Dedman has collaborated with Huguette Clark’s cousin, Paul
Clark Newell, Jr., one of the few relatives to have frequent
conversations with her. Dedman and Newell tell a fairy tale
in reverse: the bright, talented daughter, born into a
family of extreme wealth and privilege, who secrets herself
away from the outside world.
Huguette was the daughter of self-made copper industrialist
W. A. Clark, nearly as rich as Rockefeller in his day, a
controversial senator, railroad builder, and founder of Las
Vegas. She grew up in the largest house in New York City, a
remarkable dwelling with 121 rooms for a family of four. She
owned paintings by Degas and Renoir, a world-renowned
Stradivarius violin, a vast collection of antique dolls.

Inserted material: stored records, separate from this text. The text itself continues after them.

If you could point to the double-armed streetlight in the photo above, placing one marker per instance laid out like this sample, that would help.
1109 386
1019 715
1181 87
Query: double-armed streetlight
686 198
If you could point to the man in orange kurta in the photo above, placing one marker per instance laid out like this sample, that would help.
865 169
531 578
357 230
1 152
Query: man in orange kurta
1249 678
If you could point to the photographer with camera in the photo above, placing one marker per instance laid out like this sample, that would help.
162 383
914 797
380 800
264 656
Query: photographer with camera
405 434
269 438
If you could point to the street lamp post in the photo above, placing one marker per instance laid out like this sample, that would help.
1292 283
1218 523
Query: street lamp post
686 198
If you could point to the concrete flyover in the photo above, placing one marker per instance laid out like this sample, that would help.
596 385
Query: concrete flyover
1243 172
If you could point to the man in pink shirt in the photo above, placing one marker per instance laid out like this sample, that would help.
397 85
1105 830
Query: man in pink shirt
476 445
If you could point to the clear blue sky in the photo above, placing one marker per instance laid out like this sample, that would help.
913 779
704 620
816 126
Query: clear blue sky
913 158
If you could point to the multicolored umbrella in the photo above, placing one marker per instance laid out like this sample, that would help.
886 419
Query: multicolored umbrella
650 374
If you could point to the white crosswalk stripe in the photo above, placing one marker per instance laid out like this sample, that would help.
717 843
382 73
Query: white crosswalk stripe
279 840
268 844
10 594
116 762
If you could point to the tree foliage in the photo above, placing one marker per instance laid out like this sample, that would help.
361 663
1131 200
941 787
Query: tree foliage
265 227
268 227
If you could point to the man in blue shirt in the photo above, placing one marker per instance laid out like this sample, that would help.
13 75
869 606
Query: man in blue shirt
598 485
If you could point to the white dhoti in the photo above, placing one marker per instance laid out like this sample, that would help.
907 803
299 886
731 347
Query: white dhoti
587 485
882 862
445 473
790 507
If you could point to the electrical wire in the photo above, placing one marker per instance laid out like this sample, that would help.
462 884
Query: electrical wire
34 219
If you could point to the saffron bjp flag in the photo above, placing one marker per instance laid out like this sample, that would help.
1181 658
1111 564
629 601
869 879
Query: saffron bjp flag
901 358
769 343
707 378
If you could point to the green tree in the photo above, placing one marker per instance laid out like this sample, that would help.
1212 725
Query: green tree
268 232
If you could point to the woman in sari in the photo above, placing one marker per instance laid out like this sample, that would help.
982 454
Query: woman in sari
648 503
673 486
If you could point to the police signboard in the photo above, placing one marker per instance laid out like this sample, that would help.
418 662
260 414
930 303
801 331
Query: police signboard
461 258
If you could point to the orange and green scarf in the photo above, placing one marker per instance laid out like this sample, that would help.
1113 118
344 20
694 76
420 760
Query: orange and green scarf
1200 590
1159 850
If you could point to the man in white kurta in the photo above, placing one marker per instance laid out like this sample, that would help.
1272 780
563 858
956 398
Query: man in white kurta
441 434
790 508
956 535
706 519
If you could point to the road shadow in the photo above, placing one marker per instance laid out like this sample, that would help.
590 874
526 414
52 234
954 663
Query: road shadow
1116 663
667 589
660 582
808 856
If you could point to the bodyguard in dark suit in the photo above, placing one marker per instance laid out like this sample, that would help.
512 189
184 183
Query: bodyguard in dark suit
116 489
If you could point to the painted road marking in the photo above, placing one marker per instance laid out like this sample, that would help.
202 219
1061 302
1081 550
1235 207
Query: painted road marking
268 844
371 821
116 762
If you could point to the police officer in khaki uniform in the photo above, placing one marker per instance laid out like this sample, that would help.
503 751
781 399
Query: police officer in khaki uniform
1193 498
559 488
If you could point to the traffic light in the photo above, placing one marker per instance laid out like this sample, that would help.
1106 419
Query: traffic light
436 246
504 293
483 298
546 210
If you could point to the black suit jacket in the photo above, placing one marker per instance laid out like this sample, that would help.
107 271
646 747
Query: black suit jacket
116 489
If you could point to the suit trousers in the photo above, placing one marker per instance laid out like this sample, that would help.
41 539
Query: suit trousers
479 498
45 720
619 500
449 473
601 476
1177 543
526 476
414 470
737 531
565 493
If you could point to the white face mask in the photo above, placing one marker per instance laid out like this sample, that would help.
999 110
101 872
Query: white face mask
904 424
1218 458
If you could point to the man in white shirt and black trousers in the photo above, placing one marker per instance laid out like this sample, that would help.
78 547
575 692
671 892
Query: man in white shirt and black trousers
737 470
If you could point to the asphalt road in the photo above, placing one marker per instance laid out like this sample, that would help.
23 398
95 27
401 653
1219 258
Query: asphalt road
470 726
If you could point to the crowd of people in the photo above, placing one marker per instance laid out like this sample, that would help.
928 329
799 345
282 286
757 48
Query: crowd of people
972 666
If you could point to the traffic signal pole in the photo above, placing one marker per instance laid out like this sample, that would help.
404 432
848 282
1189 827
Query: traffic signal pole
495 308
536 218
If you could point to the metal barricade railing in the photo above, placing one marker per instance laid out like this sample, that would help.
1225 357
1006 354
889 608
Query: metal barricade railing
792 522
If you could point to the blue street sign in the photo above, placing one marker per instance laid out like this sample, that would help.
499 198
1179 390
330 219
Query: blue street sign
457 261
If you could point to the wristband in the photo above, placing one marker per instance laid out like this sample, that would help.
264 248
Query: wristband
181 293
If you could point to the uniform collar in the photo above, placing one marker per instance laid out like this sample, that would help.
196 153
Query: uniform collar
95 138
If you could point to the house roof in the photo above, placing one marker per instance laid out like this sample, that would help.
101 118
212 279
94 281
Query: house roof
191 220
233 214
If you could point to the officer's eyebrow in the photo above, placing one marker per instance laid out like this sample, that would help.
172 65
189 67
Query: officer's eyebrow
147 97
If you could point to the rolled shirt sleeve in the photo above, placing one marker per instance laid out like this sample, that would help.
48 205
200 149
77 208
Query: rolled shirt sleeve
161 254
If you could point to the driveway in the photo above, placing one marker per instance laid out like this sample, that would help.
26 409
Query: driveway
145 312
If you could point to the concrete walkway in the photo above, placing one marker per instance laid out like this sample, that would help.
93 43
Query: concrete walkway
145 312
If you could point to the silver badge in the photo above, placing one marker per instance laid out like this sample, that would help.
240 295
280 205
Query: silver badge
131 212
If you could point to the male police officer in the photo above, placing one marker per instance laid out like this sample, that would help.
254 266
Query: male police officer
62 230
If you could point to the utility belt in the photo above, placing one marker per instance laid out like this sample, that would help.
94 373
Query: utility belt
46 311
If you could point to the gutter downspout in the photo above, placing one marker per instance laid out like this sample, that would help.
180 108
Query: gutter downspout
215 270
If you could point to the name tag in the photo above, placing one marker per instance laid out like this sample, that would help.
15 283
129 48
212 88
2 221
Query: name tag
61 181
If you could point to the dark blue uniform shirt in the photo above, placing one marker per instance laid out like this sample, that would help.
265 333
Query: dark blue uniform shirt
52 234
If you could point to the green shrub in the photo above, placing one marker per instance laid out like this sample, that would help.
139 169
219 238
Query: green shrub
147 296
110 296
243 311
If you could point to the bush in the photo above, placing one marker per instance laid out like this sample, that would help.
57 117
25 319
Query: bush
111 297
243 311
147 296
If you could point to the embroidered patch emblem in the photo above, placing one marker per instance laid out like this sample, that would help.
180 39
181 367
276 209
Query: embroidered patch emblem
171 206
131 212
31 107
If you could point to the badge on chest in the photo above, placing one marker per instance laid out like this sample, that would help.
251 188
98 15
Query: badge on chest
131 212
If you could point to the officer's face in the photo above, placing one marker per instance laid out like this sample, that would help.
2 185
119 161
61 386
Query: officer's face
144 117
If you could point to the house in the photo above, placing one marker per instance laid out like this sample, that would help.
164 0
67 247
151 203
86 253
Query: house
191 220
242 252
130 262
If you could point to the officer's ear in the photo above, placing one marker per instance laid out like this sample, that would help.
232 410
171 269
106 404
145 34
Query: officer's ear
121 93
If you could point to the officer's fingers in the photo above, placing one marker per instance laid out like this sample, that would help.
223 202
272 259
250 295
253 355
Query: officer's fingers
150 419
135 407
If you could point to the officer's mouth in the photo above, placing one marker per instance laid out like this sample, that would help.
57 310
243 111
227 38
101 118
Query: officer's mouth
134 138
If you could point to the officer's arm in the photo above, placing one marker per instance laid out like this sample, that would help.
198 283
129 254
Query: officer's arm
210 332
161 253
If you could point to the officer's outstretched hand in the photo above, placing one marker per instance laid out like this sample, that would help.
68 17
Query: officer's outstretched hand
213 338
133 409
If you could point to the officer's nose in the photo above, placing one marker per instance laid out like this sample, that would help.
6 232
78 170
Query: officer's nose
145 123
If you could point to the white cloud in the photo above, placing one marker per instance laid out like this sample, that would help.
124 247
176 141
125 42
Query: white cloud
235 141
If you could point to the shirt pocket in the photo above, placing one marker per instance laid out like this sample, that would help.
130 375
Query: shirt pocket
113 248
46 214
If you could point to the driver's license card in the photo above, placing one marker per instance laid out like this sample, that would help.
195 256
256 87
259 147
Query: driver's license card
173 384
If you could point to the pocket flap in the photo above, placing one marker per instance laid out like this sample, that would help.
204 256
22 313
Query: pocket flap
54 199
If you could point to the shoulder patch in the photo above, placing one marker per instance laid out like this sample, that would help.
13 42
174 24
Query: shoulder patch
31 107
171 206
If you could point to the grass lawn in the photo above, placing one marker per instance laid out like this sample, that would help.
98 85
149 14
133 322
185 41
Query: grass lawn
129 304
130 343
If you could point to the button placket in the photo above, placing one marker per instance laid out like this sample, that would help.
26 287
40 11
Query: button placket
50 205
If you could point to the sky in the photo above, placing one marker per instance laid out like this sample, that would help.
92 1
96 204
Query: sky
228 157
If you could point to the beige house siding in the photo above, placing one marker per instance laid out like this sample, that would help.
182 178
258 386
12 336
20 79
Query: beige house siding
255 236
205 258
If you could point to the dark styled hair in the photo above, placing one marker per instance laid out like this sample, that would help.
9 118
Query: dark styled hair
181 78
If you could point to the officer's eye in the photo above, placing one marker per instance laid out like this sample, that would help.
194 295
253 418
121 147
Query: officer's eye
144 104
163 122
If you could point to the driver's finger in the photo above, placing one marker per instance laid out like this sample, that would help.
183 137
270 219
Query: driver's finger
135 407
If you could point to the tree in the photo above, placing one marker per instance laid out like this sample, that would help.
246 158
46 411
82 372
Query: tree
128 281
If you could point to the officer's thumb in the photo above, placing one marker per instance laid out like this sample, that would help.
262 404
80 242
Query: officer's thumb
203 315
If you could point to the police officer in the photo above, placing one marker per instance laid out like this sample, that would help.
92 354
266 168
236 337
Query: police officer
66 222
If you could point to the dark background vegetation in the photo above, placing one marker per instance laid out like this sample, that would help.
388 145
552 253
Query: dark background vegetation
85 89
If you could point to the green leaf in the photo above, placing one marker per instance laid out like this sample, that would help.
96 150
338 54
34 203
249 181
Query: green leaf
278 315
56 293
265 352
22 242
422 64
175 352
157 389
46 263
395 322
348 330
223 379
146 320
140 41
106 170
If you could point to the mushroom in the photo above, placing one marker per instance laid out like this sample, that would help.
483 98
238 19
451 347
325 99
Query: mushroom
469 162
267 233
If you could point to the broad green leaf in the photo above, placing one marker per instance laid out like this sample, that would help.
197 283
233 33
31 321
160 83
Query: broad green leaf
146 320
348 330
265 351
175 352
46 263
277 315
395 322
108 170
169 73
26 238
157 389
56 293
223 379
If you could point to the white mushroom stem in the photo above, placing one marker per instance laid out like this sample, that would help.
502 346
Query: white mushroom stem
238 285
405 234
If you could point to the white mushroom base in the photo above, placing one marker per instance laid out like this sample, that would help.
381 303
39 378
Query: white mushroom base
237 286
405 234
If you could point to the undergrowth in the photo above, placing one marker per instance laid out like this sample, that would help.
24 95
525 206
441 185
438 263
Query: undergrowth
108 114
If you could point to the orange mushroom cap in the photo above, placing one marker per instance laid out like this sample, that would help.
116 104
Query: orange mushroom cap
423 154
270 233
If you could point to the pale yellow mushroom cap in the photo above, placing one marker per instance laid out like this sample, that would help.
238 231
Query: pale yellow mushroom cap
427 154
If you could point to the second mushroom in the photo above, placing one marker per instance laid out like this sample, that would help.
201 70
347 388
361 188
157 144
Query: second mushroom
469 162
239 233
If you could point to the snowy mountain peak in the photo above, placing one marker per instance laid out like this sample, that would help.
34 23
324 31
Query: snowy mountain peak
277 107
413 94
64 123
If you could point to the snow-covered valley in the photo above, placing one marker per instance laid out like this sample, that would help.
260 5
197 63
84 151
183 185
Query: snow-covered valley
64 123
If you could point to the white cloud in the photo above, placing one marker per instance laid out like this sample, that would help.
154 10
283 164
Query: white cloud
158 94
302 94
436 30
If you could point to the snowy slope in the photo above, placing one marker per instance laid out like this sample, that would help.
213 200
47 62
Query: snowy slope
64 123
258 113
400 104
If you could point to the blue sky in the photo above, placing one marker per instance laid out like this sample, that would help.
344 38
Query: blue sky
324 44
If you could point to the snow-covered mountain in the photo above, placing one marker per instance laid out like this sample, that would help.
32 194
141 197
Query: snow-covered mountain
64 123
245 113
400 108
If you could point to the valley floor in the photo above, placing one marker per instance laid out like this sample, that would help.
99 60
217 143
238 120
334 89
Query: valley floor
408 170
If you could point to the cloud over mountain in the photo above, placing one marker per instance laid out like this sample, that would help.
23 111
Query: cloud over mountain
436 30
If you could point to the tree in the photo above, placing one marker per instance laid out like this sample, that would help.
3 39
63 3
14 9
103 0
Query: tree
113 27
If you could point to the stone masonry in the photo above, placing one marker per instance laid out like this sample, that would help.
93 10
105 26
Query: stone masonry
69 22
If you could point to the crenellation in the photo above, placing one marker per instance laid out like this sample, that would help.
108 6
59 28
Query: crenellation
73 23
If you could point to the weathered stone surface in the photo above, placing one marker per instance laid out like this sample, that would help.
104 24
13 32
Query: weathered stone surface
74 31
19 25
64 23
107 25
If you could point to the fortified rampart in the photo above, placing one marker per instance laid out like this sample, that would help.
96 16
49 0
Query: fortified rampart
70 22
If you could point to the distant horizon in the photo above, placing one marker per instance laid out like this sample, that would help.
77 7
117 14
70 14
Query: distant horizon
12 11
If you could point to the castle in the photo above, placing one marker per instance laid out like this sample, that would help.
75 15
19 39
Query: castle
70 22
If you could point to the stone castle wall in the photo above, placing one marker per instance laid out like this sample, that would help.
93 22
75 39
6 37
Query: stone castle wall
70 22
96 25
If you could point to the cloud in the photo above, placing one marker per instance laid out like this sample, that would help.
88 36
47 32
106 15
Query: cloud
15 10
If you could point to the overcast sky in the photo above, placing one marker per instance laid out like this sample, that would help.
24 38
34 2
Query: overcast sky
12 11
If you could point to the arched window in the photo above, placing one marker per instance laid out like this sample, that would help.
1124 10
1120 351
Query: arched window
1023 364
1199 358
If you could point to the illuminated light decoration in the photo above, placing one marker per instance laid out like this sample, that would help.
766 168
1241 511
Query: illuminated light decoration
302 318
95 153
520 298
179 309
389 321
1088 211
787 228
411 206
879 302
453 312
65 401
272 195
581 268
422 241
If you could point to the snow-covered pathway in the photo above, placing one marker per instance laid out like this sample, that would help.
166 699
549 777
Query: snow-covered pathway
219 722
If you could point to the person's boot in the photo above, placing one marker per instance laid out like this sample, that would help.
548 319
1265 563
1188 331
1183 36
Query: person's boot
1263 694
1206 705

But
wanting more than treasures, she devoted her wealth to
buying gifts for friends and strangers alike, to quietly
pursuing her own work as an artist, and to guarding the
privacy she valued above all else.
The Clark family story spans nearly all of American history
in three generations, from a log cabin in Pennsylvania to
mining camps in the Montana gold rush, from backdoor
politics in Washington to a distress call from an elegant
Fifth Avenue apartment. The same Huguette who was touched by
the terror attacks of 9/11 held a ticket nine decades
earlier for a first-class stateroom on the second voyage of
the Titanic.
Empty Mansions reveals a complex portrait of the mysterious
Huguette and her intimate circle. We meet her extravagant
father, her publicity-shy mother, her star-crossed sister,
her French boyfriend, her nurse who received more than $30
million in gifts, and the relatives fighting to inherit
Huguette’s copper fortune. Richly illustrated with more than
seventy photographs, Empty Mansions is an enthralling story
of an eccentric of the highest order, a last jewel of the
Gilded Age who lived life on her own terms.